If you fire a paper clip straight up into the air with a rubber band, its height (in feet) above your hand time t seconds is given by: h = 64t - 16t^2.


1) How long does it take the paper clip to reach its maximum height?

2) If your hand is 6 feet above the ground at "launch", what is the maximum height the paper clip attains?

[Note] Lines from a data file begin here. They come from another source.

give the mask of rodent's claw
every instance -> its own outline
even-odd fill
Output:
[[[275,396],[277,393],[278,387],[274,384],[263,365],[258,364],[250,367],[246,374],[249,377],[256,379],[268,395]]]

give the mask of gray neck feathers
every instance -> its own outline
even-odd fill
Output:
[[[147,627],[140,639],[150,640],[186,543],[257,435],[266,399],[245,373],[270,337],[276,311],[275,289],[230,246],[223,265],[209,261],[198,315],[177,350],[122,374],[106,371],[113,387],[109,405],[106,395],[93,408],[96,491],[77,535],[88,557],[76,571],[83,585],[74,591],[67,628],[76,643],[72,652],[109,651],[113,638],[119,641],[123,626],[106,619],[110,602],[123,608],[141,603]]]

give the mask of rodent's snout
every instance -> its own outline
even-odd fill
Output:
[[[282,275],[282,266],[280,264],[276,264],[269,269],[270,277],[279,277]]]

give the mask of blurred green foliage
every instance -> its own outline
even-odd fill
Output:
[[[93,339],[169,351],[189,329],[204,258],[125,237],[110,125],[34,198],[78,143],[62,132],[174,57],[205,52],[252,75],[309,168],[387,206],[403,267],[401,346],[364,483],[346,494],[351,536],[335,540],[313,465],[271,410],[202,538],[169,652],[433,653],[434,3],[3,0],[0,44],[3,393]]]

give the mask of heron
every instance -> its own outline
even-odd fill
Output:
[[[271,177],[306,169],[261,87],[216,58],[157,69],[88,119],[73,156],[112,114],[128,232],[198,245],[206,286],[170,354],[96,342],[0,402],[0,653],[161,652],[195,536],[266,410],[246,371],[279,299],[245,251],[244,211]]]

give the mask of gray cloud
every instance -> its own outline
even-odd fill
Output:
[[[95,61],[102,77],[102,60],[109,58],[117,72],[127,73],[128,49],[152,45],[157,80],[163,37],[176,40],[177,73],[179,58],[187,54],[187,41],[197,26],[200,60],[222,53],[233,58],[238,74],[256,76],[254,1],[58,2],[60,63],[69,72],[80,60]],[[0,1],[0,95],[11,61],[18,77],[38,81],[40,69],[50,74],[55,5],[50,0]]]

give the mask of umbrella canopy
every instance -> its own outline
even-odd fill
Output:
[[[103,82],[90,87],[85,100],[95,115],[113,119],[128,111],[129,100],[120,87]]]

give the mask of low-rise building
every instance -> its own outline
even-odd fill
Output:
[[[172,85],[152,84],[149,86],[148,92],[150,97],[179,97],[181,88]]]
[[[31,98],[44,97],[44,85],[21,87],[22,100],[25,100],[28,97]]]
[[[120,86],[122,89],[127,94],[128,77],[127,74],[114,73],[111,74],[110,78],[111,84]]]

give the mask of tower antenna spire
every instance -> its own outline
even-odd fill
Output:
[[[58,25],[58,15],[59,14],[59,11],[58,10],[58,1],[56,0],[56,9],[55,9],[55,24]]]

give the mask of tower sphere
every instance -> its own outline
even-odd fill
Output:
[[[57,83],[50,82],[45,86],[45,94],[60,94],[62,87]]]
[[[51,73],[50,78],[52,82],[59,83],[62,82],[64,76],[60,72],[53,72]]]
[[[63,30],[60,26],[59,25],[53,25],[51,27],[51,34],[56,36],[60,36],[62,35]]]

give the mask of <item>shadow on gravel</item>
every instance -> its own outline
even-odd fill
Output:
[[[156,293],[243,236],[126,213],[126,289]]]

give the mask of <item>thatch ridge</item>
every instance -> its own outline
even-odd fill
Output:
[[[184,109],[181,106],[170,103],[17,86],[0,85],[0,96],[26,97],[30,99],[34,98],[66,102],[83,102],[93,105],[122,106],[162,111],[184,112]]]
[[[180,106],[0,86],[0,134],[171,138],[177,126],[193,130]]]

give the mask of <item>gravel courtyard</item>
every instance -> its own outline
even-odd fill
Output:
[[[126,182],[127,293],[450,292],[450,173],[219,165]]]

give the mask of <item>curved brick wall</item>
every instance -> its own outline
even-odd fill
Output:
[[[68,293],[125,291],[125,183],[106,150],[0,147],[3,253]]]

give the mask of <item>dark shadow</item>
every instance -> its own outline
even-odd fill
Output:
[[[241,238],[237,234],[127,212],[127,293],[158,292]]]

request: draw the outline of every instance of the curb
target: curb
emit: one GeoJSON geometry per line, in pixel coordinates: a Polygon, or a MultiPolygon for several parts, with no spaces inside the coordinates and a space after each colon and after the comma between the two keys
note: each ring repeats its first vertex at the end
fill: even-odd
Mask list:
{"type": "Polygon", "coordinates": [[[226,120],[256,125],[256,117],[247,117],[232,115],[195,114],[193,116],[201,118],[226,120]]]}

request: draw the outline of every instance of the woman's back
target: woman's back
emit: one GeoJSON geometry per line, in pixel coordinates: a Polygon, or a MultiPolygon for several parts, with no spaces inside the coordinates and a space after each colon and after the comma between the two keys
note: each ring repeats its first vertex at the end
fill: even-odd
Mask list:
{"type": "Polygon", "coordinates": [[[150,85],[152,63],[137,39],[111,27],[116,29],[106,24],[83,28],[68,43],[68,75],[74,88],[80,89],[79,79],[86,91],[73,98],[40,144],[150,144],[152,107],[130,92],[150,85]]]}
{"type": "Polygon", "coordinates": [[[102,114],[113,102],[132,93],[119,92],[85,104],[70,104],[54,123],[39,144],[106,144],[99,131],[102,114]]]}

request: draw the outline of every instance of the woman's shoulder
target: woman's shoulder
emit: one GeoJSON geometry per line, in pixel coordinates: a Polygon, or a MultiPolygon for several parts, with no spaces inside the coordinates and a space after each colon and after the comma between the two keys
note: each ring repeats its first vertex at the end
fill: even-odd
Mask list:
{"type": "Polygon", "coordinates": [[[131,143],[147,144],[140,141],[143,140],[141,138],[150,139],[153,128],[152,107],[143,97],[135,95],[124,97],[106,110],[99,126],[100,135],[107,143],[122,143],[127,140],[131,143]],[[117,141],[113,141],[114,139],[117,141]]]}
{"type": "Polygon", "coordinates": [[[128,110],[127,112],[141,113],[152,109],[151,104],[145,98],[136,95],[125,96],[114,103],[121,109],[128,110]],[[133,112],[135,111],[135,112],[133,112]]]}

3) At what 2 times is the paper clip traveling at a speed of 24 ft/sec?

4) What was the initial velocity imparted to the paper clip by the rubber band?

#1 as with any parabola, vertex is at t = -b/2a

#2 use the t from #1 and evaluate h(t)+6

#3 dh/dt = 64-32t
when is that 24 or -24?

#4 h(t) = vt-g/2 t^2

To solve these questions, we need to understand the equation h = 64t - 16t^2, which represents the height of the paper clip above your hand at time t seconds.

1) To find the time it takes for the paper clip to reach its maximum height, we need to determine the vertex of the parabolic equation. The vertex occurs at the maximum point of the parabola. The formula for finding the x-coordinate of the vertex is given by -b/2a in the equation ax^2 + bx + c = 0. In our case, the equation is -16t^2 + 64t. Comparing it with the general form, we can see that a = -16 and b = 64.

So, the t-coordinate of the vertex is -b/2a = -64/(2*(-16)) = 64/32 = 2 seconds. Therefore, it takes 2 seconds for the paper clip to reach its maximum height.

2) To find the maximum height the paper clip attains, we substitute the value t = 2 into the equation.

h = 64t - 16t^2
h = 64(2) - 16(2^2)
h = 128 - 16(4)
h = 128 - 64
h = 64 feet

Thus, the maximum height the paper clip attains is 64 feet.

3) To find the times at which the paper clip is traveling at a speed of 24 ft/sec, we need to determine when the derivative of height with respect to time (dh/dt) is equal to 24.

Taking the derivative of the equation h = 64t - 16t^2, we get dh/dt = 64 - 32t. We set this derivative equal to 24 and solve for t:

64 - 32t = 24
-32t = 24 - 64
-32t = -40
t = (-40)/(-32)
t = 1.25 seconds

So, the paper clip is traveling at a speed of 24 ft/sec at t = 1.25 seconds.

To find the second time, we have -32t = -24 (similar equation as above, but with a different value). Solving for t:

t = (-24)/(-32)
t = 0.75 seconds

Thus, the paper clip is traveling at a speed of 24 ft/sec at t = 1.25 seconds and t = 0.75 seconds.

4) The initial velocity imparted to the paper clip by the rubber band can be determined by examining the coefficient of the linear term (t term) in the equation. In our equation h = 64t - 16t^2, the coefficient of the t term is 64.

Therefore, the initial velocity imparted to the paper clip by the rubber band is 64 ft/sec.